By Holland Cooke
BLOCK ISLAND, RI — Remember that riveting scene in “Mission Impossible III?” At a swank Vatican City reception, the MI force kidnaps Philip Seymour Hoffman’s villainous character…and nobody knows. The switcheroo is high tech. In a back room, a 3D printer creates a mask that enables Cruise to masquerade as the abducted Hoffman, and walk right out the front door.
Don’t shrug this off as something you only see in the movies. Elsewhere in Hollywood, one Jay Leno has spent a small fortune on high-end 3D printers, to produce otherwise-unavailable engine parts for his couple hundred collectable cars. At the 2014 Consumer Electronics Show, there’ll be an entire Tech Zone dedicated to 3D printing; so look for my CES coverage here in January, and listen for my reports on “America in the Morning” and my client stations.

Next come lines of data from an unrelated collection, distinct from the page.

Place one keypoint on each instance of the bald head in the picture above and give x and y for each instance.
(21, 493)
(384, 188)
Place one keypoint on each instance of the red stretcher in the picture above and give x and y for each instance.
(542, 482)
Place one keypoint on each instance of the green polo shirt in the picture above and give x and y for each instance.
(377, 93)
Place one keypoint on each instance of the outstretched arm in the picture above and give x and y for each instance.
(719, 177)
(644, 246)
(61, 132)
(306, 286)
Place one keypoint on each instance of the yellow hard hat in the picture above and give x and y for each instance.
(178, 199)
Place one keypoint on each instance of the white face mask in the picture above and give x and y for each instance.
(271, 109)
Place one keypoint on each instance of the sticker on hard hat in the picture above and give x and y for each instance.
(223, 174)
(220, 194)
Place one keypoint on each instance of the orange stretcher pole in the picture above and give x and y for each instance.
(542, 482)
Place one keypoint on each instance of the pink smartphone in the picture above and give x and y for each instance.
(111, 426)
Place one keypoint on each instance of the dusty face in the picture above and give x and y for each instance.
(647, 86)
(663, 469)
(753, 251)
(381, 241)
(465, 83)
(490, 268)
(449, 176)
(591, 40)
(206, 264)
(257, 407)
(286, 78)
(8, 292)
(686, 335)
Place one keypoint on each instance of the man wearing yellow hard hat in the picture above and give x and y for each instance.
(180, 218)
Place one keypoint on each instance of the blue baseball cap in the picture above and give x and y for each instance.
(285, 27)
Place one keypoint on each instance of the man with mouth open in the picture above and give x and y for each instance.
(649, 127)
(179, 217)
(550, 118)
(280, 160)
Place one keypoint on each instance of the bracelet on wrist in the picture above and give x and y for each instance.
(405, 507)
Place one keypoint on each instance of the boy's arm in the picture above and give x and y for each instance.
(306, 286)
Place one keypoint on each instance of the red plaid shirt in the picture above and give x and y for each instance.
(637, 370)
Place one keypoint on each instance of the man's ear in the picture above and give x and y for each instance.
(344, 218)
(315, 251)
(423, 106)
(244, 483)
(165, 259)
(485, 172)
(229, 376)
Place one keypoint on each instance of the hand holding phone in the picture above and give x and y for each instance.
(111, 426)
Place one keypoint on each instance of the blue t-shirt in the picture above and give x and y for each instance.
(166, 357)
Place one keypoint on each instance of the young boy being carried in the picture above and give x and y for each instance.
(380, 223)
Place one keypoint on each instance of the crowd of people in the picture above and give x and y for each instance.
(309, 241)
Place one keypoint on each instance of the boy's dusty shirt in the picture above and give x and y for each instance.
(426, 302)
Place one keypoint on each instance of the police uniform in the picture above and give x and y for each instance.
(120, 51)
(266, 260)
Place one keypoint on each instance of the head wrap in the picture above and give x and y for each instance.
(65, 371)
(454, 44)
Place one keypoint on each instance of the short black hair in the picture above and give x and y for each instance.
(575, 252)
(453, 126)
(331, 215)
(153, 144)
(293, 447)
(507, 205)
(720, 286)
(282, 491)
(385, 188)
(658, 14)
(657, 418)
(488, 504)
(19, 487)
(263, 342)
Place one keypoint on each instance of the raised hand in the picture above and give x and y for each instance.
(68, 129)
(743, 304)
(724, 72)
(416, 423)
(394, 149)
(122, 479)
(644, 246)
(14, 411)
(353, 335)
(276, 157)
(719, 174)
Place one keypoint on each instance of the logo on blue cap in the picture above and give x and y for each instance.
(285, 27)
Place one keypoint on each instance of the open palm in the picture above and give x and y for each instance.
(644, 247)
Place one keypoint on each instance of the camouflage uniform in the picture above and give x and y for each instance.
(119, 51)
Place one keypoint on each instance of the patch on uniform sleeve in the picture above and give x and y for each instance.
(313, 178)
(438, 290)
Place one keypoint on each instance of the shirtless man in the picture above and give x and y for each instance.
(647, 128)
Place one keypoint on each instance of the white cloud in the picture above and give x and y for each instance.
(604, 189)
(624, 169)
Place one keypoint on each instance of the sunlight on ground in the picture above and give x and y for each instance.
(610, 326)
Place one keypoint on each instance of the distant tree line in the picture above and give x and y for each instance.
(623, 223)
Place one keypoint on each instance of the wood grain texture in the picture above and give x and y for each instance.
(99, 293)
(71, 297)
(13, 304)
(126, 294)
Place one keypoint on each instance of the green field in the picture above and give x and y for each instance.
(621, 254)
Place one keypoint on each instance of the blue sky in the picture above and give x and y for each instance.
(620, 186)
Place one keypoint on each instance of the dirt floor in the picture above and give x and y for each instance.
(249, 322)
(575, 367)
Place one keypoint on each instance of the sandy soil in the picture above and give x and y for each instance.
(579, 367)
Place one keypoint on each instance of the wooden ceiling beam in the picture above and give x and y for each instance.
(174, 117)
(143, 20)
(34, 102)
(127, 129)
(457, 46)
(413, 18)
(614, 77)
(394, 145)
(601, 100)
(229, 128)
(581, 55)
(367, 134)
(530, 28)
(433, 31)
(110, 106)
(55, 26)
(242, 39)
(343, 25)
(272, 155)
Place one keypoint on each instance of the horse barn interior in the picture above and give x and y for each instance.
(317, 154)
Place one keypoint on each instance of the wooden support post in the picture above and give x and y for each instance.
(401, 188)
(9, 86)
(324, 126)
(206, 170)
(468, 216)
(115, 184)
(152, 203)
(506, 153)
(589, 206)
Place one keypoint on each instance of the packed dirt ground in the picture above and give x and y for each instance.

Back when ex-DJs my age got into radio, we played the hits. And “a hit” was a song, on a 45-rpm vinyl disc, sold in brick-and-mortar storefronts. Now, songs are digital downloads from Amazon and iTunes. And the definition of “television” has broadened to include Hulu, Netflix, and other interlopers investing aggressively in their own hits. Real soon, “a hit” will be 3D print software code. You’ll order the part or gadget you need from Amazon or iTunes, and the author will print-and-ship to order.
If I had a 3D printer, the first thing I’d print is another 3D printer. But I digress.